Millennium II reflects the personal perspectives of its two editors. How could it not? It is also markedly "United States centric," despite its international reach. That is, it touches on the work of many, many North American poets while viewing "foreign" poets much more selectively and through an inevitably American/European viewpoint.
I am not sure how "domestic policy" and "foreign policy" relate to each other in this debate. I don't think Ron is that concerned with international poetry very much at all, for one thing. But I suspect the disagreement has to do with "local politics" in a way I don't fully understand.
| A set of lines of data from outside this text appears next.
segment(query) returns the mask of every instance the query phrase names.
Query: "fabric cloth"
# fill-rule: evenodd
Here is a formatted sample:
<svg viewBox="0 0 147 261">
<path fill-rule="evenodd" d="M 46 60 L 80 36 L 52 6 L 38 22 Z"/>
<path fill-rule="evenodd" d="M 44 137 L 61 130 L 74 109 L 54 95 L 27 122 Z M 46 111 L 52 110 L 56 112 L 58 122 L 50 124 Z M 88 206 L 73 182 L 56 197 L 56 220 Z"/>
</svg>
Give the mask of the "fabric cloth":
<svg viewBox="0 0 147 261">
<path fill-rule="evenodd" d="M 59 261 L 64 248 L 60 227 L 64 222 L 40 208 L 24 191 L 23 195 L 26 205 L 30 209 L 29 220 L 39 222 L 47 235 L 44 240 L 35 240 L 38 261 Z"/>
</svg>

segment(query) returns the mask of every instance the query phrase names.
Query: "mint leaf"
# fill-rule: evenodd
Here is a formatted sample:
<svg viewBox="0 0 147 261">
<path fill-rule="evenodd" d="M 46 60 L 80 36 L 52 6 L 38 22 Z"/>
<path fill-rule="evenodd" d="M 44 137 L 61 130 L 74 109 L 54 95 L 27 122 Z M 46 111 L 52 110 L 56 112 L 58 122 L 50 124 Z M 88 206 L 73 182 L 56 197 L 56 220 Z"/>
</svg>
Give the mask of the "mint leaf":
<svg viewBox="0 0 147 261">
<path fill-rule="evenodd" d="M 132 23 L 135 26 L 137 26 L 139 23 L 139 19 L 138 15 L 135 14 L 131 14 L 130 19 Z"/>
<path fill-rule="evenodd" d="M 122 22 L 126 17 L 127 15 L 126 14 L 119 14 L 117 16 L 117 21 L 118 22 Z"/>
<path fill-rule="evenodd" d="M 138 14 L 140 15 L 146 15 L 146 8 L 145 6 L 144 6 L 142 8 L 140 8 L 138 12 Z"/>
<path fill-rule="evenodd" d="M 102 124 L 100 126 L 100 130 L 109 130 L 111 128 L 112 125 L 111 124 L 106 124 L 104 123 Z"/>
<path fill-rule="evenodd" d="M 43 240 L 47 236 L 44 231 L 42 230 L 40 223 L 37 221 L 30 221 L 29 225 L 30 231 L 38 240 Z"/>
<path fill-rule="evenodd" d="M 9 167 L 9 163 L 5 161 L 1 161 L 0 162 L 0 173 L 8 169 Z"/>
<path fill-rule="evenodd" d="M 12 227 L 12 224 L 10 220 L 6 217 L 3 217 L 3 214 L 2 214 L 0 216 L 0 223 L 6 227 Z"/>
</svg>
Several of my favorites, too, are missing from Millennium II. I won't list them because that is too easy a game to play. I hesitate to criticize the book at all, in fact. Let me just say that one writer I missed originally was José Lezama Lima, and I am happy to say that he is one of the "Poets for the Millennium" in a book series published by UC Press and edited by Pierre and Jerry. The editor of the Lezama volume is Ernesto Livón-Grosman. Check it out, it's a "Bemsha Swing Selection." Translations by Robert Tejada, Nathaniel Tarn, and James Irby, among others. (James Irby is Ken's brother, btw.)
Jonathan,
ResponderEliminarWe too missed Lezama Lima immediately in Millennium 2, but couldn't get him in for whatever reasons I can't remember. Great that you picked up on that and on the connection with the "Poets for the Millennium" series ? indeed, one of the aims of the series is to make good any major misses in the anthologies.